Energy sector leaders should take this signal seriously. The organisations that treat SOCI compliance as a strategic investment rather than a regulatory burden will emerge more resilient, more operationally capable, and better positioned to manage board liability. The three-tier Resilience Maturity Model provides a framework for this transition: from Tier 1 compliance that satisfies auditors, through Tier 2 integration that detects and contains incidents, to Tier 3 resilience that absorbs sophisticated attacks while maintaining critical operations.
Those pursuing minimal compliance will satisfy auditors, until an incident exposes what their paper compliance actually protected: nothing. The gap between compliance and resilience is not a nuance. It is the difference between regulatory survival and operational catastrophe. For critical infrastructure boards, the time to choose which side of that gap they occupy is now.

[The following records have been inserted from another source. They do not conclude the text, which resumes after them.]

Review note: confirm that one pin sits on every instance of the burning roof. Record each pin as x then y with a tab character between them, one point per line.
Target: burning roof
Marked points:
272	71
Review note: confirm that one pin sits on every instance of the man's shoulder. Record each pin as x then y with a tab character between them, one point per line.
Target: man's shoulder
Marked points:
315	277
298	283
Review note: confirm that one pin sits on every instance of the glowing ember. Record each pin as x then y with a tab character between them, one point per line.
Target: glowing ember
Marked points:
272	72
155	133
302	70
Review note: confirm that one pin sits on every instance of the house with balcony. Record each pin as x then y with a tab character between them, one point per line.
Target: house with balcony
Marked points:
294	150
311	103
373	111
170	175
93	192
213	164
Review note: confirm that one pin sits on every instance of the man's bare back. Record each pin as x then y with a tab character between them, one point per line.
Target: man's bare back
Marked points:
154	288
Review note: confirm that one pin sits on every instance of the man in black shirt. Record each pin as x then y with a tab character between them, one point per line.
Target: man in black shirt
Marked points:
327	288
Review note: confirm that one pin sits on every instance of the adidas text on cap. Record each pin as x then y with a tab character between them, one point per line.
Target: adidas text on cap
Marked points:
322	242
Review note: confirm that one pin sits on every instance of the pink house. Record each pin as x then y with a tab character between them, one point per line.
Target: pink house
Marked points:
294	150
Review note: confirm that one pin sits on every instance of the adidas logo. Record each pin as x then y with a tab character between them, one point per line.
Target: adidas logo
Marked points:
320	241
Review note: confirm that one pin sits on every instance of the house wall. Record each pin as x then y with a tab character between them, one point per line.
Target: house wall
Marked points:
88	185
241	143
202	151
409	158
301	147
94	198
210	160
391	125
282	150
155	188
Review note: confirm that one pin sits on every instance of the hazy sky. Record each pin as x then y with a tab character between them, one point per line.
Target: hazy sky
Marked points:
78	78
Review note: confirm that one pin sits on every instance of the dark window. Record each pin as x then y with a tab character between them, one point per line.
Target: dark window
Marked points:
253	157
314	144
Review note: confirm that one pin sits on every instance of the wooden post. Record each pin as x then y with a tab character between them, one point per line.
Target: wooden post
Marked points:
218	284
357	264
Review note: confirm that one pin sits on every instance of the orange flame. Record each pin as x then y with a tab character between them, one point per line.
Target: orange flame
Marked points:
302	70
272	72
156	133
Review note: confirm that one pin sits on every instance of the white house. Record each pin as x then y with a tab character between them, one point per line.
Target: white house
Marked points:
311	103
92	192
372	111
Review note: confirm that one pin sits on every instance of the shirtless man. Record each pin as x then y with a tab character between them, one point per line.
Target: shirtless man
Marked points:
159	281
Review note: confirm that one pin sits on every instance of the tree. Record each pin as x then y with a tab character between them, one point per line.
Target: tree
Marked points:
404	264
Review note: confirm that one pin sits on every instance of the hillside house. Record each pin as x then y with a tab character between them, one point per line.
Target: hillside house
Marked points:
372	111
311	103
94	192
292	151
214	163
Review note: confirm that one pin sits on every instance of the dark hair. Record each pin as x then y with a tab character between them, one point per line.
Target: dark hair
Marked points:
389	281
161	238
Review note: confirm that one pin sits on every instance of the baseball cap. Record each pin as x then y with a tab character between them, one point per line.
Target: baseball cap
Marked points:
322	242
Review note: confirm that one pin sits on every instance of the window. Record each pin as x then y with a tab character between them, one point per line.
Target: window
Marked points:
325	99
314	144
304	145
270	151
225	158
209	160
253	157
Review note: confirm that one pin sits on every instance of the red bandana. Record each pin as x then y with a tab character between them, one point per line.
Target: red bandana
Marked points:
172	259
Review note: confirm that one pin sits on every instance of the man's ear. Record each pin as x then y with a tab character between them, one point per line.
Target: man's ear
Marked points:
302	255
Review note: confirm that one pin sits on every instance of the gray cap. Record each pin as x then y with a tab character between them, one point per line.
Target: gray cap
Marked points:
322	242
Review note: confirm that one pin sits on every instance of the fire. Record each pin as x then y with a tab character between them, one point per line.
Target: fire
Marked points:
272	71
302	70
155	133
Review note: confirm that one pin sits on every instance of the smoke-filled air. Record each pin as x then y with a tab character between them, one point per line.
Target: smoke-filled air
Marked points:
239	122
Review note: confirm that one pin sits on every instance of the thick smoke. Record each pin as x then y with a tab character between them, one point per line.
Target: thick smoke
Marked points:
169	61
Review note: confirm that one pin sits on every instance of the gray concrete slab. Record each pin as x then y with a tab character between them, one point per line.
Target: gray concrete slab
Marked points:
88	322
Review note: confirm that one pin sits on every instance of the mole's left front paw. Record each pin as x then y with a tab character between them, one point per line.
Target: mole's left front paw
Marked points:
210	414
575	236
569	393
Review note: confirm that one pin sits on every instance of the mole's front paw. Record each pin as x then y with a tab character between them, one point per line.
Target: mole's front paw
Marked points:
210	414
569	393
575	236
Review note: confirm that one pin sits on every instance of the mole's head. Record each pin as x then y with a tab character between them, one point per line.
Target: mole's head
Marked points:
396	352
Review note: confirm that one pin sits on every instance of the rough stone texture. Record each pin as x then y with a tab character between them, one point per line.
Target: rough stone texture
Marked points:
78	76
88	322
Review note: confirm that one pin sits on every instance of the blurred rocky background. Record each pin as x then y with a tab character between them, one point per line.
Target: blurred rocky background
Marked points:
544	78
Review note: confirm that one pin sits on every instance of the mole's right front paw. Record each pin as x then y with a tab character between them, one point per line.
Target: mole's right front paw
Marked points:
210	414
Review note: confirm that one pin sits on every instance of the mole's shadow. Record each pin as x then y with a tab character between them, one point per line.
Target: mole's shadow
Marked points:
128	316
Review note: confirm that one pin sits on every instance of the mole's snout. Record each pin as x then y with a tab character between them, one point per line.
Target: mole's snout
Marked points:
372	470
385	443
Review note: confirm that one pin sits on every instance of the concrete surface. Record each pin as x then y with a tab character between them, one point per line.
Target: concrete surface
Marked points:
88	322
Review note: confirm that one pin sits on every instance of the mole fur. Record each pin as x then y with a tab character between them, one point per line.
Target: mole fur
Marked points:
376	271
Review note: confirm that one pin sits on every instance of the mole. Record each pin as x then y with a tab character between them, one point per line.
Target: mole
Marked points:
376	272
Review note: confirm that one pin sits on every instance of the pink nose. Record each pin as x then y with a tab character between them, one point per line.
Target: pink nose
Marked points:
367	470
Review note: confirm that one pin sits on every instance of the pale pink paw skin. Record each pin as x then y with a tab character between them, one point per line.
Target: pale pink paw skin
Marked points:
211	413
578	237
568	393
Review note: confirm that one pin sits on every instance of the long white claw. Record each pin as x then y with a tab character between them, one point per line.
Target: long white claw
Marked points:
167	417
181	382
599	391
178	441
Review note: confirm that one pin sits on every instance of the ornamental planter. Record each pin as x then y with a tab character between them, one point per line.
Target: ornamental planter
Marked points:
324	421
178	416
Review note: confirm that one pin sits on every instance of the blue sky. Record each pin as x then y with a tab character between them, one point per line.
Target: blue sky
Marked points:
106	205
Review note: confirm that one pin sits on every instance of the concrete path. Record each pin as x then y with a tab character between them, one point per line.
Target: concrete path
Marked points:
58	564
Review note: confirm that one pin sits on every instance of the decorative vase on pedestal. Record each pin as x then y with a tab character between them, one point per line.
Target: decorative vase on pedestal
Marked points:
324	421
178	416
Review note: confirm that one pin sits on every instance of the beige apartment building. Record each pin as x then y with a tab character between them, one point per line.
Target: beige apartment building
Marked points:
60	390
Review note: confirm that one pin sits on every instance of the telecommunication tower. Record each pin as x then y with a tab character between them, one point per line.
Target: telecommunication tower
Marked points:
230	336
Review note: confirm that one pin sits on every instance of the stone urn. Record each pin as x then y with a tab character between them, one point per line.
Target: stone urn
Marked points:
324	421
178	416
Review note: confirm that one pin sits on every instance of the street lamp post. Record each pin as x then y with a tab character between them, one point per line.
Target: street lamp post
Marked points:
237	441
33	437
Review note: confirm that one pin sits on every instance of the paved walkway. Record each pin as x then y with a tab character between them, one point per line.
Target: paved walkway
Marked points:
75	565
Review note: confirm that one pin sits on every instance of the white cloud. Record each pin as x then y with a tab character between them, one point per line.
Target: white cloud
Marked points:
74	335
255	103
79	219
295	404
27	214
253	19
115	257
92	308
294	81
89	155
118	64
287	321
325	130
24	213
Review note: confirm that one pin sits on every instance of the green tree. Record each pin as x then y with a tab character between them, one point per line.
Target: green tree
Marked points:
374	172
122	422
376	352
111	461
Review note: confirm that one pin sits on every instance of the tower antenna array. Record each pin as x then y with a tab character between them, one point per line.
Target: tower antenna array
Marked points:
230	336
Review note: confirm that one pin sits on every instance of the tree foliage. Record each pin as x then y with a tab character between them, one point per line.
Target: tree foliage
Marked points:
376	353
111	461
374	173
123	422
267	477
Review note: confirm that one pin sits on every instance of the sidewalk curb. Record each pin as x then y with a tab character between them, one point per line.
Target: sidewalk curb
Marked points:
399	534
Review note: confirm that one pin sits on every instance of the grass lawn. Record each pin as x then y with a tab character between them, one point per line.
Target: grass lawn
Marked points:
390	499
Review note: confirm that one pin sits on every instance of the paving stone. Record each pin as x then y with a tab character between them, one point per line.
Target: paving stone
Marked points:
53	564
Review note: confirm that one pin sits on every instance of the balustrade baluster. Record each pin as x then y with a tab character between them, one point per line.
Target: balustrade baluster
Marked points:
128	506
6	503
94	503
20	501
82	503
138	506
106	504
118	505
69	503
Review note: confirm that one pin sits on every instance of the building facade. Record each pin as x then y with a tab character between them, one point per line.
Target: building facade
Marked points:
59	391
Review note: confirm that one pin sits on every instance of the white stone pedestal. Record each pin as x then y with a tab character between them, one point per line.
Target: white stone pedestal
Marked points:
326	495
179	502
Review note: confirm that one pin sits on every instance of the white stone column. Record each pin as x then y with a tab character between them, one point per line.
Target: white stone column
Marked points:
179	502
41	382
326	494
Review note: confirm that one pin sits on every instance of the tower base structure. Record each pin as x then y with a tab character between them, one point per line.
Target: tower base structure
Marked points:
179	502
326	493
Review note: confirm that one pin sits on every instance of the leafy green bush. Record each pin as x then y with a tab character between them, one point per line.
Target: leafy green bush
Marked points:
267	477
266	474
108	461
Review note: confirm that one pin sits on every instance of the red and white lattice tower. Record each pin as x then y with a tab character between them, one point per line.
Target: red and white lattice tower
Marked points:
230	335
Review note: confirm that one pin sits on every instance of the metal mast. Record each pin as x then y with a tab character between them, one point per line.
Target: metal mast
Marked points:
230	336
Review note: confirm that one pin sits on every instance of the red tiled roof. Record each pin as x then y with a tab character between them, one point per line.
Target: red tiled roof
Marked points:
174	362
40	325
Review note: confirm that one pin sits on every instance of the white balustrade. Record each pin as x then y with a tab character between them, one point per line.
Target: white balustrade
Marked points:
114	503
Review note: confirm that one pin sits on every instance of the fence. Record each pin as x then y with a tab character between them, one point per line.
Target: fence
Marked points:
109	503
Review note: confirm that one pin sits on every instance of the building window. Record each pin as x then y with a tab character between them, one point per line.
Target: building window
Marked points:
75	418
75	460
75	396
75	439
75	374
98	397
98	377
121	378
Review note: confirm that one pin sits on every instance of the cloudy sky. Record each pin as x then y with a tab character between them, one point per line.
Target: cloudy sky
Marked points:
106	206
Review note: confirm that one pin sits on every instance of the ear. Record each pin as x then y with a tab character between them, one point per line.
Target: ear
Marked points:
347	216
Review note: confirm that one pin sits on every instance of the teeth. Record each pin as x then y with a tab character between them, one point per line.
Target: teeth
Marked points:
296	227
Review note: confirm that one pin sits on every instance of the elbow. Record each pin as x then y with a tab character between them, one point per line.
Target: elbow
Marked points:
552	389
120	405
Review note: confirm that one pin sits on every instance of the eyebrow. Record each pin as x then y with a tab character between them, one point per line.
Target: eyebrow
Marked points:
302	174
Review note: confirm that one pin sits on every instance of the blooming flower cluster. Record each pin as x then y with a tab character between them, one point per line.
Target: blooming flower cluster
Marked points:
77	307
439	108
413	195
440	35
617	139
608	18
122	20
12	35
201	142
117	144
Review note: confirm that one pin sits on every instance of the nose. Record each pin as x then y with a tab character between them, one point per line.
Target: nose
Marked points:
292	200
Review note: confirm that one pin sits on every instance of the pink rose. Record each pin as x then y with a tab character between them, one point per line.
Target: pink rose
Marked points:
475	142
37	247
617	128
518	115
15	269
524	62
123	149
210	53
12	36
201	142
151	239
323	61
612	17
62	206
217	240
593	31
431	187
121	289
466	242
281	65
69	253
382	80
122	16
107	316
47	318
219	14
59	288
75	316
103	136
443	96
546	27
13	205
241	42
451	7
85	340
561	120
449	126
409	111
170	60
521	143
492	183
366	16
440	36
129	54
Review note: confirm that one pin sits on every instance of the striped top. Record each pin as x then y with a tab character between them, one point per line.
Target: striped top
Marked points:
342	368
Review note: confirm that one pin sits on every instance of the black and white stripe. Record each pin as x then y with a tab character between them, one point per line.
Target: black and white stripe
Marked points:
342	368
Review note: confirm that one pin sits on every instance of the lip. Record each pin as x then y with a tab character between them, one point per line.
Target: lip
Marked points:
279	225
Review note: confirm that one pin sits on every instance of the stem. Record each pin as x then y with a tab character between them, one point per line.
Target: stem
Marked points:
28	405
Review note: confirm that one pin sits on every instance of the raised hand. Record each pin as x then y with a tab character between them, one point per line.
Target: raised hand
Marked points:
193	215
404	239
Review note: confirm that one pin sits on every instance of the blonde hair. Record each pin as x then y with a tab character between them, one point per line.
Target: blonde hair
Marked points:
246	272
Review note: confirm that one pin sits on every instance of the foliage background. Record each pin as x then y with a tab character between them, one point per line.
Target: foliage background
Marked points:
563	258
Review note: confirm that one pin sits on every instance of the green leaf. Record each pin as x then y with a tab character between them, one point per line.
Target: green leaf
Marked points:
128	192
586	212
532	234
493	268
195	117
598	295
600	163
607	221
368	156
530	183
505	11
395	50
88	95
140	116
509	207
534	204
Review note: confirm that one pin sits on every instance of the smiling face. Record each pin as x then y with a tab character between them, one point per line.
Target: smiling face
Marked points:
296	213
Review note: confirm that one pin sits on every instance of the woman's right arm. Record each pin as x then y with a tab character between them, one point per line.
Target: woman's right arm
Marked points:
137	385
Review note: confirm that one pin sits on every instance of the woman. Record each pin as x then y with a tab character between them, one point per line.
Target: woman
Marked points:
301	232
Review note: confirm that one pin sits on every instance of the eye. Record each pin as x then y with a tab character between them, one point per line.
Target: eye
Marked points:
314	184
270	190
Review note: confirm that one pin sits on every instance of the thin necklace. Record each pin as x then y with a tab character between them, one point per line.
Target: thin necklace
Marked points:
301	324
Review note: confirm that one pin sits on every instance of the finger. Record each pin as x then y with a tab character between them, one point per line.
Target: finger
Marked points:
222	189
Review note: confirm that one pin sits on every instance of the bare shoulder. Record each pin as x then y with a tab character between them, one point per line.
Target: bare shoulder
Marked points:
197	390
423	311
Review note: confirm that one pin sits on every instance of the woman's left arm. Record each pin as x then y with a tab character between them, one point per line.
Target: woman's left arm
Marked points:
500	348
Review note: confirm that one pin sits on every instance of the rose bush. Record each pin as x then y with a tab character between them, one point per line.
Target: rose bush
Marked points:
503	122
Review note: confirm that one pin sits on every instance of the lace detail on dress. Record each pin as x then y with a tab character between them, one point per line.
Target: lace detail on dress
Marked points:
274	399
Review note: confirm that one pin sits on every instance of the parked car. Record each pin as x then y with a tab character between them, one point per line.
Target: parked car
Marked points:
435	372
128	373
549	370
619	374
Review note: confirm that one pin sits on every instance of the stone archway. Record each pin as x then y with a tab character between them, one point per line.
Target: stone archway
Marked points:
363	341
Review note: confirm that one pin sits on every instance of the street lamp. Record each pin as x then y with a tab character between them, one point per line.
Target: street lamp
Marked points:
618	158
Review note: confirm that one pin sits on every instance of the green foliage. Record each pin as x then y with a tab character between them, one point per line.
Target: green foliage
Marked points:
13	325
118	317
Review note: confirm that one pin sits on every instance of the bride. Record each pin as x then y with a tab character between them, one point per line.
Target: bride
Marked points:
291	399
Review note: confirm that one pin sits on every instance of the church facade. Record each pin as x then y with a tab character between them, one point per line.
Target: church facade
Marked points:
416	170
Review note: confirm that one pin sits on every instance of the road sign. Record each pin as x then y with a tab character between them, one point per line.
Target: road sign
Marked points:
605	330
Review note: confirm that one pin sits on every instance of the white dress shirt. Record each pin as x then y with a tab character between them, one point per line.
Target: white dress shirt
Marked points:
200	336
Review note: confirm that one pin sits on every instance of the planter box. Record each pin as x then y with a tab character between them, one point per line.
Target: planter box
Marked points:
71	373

Frequently Asked Questions
What is the SOCI Act and who does it apply to?
The Security of Critical Infrastructure Act 2018, significantly amended through December 2024, applies to organisations operating critical infrastructure assets across 11 sectors including energy, communications, data storage, financial services, and water. The amendments introduced expanded all-hazards scope extending beyond cyber incidents to physical threats, supply chain disruptions, and natural disasters. The CISC can now direct responsible entities to vary deficient Risk Management Programs.
What is a Risk Management Program under SOCI?
A Risk Management Program is a documented framework identifying material risks to critical infrastructure assets and establishing measures to mitigate those risks. It must address cyber security, personnel security, supply chain security, and physical security hazards under the expanded all-hazards scope introduced in December 2024. Programs must be filed with the Cyber and Infrastructure Security Centre and supported by annual board attestation confirming ongoing adequacy.
Will SOCI compliance stop a nation-state attack?
No. Compliance establishes a regulatory baseline but does not guarantee security against sophisticated state-sponsored adversaries. A compliant Risk Management Program documents that the organisation attempted to manage risk; it does not demonstrate that controls are effective against advanced persistent threats. True operational resilience requires moving beyond checkbox compliance to build defence-in-depth architectures, continuous monitoring, and tested incident response capabilities.
What are the penalties for SOCI non-compliance?
Penalties include civil penalties up to $44,400 per day for ongoing contraventions, government intervention and step-in powers allowing the CISC to direct specific remediation actions, and potential personal liability for directors overseeing systemic governance failures. The December 2024 amendments strengthened enforcement by empowering the CISC to compel responsible entities to vary deficient Risk Management Programs.
What is the relationship between SOCI Act compliance and Essential Eight maturity?
The SOCI Act and Essential Eight framework operate as complementary but distinct obligations. SOCI requires comprehensive risk management across all hazards including cyber, physical, supply chain, and personnel security. Essential Eight provides specific technical mitigation strategies for cyber security baseline controls. Critical infrastructure operators must satisfy both frameworks, with SOCI establishing governance obligations while Essential Eight addresses technical control implementation.